UN urges Myanmar to punish perpetrators of Rohingya attacks
U.N. Security Council President Gustavo Meza-Cuadra, center left, Permanent Representative of Poland to United Nations Joanna Wronecka, center right, Permanent Representative of the State of Kuwait to the United Nations Mansour Ayyad SH A Alotaibi, left, and UK Permanent Representative to the United Nations Karen Pierce, right, attend a press conference at Naypyitaw International Airport in Naypyitaw, Myanmar, Tuesday, May 1, 2018, after a two-day visit to Myanmar. The U.N. Security Council delegation has visited volatile areas of Myanmar's Rakhine state, from where hundreds of thousands of Rohingya Muslims have fled military-led violence, to see firsthand the aftermath of the army's crackdown as well as Myanmar's preparations for taking back the refugees.
AP/Aung Shine Oo

UN urges Myanmar to punish perpetrators of Rohingya attacks

Edith M. Lederer (Associated Press) - May 10, 2018 - 9:13am

UNITED NATIONS — The U.N. Security Council urged Myanmar's government on Wednesday to fulfill its commitment to hold perpetrators of violence against Rohingya Muslims accountable and to address the root causes that led about 700,000 members of the ethnic minority to flee to Bangladesh.

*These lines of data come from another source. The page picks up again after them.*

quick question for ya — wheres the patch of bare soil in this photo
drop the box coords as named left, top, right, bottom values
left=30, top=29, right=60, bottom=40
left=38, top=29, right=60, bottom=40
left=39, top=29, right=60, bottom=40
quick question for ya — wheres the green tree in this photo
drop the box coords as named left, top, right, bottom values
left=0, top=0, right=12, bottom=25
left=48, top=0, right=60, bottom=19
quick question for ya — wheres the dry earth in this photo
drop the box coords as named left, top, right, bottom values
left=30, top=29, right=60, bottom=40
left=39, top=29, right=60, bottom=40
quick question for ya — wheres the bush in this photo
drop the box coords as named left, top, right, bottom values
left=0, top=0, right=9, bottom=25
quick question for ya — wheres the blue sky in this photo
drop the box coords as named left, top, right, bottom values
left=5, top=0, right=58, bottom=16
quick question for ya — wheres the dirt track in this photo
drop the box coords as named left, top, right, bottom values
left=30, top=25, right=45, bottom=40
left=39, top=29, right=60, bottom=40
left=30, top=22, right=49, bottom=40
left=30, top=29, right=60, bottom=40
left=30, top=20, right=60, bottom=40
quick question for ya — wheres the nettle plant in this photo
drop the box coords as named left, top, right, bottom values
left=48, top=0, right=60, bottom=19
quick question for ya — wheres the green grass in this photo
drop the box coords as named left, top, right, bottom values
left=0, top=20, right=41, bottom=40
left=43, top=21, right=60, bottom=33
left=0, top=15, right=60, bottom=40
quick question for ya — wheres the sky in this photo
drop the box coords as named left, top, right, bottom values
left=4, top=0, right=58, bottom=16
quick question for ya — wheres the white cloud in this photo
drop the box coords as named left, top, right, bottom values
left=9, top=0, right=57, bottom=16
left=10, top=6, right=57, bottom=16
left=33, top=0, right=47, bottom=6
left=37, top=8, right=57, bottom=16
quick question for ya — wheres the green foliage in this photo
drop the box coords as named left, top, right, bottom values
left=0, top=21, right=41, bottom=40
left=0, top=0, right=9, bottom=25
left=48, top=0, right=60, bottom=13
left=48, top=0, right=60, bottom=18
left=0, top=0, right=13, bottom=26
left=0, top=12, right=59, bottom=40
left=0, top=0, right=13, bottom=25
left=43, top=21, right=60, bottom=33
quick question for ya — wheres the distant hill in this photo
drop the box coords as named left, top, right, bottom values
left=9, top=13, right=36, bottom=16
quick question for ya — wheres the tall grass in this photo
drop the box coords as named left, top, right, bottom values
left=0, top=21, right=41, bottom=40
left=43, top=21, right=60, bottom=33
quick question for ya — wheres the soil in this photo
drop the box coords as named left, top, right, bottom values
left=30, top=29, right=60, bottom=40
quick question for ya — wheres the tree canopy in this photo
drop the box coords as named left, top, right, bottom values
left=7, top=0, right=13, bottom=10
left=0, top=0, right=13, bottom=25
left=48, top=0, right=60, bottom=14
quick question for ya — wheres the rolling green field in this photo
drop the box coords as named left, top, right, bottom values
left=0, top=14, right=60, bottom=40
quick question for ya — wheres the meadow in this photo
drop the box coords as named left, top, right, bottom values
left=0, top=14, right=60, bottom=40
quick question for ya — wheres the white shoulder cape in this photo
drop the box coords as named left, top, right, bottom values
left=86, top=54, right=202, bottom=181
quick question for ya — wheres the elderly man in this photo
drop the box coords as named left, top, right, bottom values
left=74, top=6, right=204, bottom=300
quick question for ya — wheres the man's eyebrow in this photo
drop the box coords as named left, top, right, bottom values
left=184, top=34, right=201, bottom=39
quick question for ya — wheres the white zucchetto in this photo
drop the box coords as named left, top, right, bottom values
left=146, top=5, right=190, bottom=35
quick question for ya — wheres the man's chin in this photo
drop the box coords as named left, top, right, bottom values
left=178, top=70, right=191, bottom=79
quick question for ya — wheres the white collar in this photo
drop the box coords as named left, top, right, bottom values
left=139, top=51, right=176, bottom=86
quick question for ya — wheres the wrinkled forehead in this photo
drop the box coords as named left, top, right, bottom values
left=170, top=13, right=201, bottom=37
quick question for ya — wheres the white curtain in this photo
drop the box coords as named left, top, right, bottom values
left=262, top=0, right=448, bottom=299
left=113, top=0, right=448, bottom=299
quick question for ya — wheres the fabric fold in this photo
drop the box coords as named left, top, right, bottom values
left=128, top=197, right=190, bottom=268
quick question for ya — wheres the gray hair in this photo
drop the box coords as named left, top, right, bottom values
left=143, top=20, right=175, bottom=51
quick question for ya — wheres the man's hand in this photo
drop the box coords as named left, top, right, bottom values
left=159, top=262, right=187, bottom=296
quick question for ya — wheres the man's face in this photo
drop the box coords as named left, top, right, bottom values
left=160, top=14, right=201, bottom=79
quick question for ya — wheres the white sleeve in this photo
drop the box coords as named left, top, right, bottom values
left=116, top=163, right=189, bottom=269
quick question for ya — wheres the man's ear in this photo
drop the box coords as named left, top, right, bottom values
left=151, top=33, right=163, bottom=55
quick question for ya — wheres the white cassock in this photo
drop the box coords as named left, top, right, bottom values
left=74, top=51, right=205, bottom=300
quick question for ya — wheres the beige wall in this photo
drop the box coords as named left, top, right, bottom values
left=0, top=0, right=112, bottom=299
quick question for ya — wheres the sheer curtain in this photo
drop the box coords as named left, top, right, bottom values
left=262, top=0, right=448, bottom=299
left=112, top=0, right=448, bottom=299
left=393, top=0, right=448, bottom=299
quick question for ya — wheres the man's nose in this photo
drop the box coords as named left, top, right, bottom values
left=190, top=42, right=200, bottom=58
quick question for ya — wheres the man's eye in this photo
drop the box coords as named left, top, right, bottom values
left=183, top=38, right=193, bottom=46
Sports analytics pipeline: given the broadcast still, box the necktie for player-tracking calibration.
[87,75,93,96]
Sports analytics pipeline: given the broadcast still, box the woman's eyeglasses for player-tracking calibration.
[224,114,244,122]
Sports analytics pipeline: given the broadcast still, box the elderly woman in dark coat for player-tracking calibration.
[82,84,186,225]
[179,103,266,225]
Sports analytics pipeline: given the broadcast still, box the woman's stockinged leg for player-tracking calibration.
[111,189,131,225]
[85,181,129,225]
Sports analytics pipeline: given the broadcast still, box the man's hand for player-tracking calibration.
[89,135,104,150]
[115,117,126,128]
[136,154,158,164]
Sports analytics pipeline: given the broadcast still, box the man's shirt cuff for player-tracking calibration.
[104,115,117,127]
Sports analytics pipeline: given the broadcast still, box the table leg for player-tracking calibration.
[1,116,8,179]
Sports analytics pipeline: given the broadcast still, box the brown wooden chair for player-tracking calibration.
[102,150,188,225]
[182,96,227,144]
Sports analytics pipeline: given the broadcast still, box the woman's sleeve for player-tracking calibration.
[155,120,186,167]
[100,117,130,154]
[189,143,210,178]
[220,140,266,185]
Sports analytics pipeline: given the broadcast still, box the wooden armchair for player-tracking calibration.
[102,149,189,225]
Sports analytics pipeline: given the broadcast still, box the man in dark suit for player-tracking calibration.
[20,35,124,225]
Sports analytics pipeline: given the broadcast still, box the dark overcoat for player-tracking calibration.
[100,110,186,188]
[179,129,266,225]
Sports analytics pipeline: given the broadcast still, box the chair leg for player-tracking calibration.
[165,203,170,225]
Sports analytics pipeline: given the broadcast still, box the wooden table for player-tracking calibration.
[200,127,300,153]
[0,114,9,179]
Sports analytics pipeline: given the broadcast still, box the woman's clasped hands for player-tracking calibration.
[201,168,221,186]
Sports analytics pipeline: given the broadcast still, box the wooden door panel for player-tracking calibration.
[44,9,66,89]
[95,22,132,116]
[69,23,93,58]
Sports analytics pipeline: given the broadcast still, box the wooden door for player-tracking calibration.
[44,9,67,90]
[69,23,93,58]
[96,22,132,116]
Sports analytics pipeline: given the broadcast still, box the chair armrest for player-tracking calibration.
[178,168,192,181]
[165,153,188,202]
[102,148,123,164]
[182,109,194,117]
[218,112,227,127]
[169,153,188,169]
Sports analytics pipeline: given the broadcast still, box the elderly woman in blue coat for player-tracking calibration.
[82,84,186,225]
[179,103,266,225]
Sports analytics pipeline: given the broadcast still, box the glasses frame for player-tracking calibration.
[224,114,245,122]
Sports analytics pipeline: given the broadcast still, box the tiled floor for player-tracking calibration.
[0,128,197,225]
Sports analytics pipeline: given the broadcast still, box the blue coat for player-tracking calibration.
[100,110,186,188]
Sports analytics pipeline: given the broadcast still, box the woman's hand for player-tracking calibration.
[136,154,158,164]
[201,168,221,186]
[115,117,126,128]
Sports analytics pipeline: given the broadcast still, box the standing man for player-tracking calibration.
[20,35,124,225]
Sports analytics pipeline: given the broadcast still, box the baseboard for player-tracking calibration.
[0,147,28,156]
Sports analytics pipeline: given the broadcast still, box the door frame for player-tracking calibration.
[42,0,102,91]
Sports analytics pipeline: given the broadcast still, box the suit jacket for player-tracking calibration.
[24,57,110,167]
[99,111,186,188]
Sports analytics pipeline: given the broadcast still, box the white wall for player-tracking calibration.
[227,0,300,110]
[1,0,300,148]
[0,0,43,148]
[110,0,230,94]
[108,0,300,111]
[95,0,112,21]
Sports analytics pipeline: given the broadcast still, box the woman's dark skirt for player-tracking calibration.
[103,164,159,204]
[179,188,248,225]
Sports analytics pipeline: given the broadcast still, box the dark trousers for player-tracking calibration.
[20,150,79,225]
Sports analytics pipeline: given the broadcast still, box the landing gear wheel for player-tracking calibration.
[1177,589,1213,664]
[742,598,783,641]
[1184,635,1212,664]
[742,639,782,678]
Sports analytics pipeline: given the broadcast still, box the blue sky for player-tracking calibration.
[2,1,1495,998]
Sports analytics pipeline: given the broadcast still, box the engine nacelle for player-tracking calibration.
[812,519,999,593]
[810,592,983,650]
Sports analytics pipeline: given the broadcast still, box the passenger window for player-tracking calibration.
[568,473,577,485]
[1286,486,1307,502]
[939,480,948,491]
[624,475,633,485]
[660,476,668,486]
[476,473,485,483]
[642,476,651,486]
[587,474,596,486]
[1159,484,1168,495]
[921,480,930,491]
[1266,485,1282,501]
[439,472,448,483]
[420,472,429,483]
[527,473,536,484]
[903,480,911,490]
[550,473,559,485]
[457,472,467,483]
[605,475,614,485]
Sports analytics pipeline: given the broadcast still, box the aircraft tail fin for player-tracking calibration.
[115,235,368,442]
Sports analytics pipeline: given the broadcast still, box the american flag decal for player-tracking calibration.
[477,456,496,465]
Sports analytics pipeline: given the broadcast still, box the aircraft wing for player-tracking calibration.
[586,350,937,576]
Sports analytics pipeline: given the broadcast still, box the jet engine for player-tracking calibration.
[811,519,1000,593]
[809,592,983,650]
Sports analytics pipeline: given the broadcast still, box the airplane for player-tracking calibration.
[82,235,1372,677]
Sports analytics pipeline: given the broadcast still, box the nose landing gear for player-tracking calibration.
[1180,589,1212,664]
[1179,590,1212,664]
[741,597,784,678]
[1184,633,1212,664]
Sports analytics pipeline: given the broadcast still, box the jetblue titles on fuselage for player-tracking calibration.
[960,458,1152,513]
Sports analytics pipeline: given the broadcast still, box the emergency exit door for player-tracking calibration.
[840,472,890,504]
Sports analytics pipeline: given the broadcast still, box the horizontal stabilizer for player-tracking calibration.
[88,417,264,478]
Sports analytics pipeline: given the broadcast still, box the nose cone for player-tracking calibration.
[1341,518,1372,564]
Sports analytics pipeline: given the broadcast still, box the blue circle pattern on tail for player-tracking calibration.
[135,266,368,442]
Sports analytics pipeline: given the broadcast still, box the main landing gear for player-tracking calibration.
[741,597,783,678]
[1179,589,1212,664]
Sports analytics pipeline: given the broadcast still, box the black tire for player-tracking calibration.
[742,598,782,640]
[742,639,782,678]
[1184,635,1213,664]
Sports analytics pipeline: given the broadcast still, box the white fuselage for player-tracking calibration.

The council press statement made no mention of the appeal by four human rights groups on Tuesday for the Security Council to refer Myanmar to the International Criminal Court for alleged crimes against humanity, including targeting the Rohingya.

The four rights groups — Amnesty International, Human Rights Watch, the Global Center for the Responsibility to Protect, and Fortify Rights — said Myanmar's government is incapable of bringing those responsible for such crimes to justice.

The council statement on Wednesday reaffirmed its most significant pronouncement on the Rohingya, a presidential statement it adopted in November.

That statement stressed "the importance of undertaking transparent investigations into allegations of human rights abuses and violations ... and of holding to account all those responsible for such acts to provide justice for victims."

The latest crisis began with attacks by Rohingya insurgents on Myanmar security personnel last August.

Myanmar's military responded with counterinsurgency sweeps and was accused of widespread human rights violations, including rape, murder, torture and the burning of Rohingya homes. Thousands are believed to have died and the U.N. and U.S. officials have called the government's military campaign ethnic cleansing.

The Rohingya face official and social discrimination in predominantly Buddhist Myanmar, which denies most of them citizenship and basic rights because they are looked on as immigrants from Bangladesh, even though the families of many settled in Myanmar generations ago.

The Security Council statement said that during its trip members observed "widespread destruction of villages" in northern Rakhine State, and "were struck by the scale of the humanitarian crisis and remain gravely concerned by the current situation." It urged all countries to increase support to Bangladesh to care for the refugees.

The council said members noted Myanmar's efforts to prepare for the repatriation of refugees from Bangladesh and urged the government to create conditions conducive for their "safe, voluntary and dignified return" to their homes in Rakhine.

It welcomed Myanmar's commitment to work with the U.N. and urged the government to grant U.N. agencies and their partners, who have been barred from Rakhine, "immediate, safe and unhindered access."

The Security Council has scheduled an open briefing on the trip for May 14 and the statement said members intend to discuss in the coming days how it can work with both countries and the new U.N. special envoy "to resolve the crisis and create the conditions" for the Rohingya to return home.